Google Earth has just received its biggest update since 2017, and the features that have landed on the popular 3D Earth imagery program definitely make it worth a revisit. What steals the show is ‘Timelapse,’ giving users the ability to see how the planet changed over the past 37 years, based on 24 million satellite images gathered by Google for this purpose. This is the first time when observing users will get the ability to explore planet Earth in the fourth dimension, too - time.
This interactive 4D experience will give explorers a tour of how lakes dried up, how people evacuated large areas during catastrophes and natural disasters, what morphological changes took place in fragile environments, and the look of an area before people built it up heavily. While it is possible to get a piece of similar information by manually changing the image dates on Google Maps, the Timelapse gives a much more interactive and immersive experience.

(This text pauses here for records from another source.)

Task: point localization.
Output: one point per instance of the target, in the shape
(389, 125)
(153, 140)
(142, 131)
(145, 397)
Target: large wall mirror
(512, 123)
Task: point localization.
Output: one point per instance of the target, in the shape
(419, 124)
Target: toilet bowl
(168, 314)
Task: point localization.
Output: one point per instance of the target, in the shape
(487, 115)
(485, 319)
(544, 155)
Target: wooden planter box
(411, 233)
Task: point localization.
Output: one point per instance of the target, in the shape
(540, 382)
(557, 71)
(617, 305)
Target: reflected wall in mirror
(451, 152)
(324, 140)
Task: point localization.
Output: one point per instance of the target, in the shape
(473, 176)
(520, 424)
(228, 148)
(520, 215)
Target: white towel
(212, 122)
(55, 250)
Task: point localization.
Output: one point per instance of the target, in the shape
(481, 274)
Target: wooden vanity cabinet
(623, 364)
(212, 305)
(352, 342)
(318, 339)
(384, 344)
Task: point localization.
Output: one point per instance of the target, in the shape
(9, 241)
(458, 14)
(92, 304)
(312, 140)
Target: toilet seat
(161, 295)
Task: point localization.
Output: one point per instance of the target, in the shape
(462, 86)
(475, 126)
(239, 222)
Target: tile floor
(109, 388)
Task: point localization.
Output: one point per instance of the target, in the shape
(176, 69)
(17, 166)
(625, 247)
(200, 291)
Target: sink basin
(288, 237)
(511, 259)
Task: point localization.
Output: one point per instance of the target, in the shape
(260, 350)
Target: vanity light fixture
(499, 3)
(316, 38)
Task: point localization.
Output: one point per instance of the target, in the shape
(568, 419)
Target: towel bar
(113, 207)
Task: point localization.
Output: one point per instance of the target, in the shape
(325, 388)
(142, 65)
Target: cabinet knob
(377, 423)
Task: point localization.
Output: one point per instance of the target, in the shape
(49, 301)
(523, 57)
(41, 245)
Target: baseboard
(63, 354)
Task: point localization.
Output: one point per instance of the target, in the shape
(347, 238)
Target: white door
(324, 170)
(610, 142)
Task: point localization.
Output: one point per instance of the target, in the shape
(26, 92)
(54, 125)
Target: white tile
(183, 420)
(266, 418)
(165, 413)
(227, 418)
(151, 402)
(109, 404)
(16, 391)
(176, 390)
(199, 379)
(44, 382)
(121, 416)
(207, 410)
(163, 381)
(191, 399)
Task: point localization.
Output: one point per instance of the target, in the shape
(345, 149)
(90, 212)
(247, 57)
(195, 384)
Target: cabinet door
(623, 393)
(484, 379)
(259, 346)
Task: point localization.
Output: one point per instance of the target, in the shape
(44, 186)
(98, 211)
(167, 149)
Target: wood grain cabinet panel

As Google goes on to explain in the relevant post, the amount of data added from so many images onto the Earth Engine made this a difficult feat for engineers to achieve. Characteristically, they claim that it took two million processing hours across thousands of machines in the Google Cloud to compile 20 petabytes of satellite imagery into a single 4.4 terapixel-sized video mosaic. This is a mind-boggling amount of data, but thankfully, your computer will get everything ready for display.
In addition, Google promised to continue updating the Timelapse imagery throughout the next decade, receiving new images from NASA and the United States Geological Survey’s Landsat program, as well as the European Union’s Copernicus program. Thus, Timelapse will at some point span between 1984 and 2031.
If you want to check a “featured” collection of Timelapse videos available at the moment, go ahead and visit this Google webpage. You can view them in 2D, 3D, or even download the clips for offline viewing. The collection is already extensive, so the chances of finding something close to you are high, but in general, most are worth checking out, really.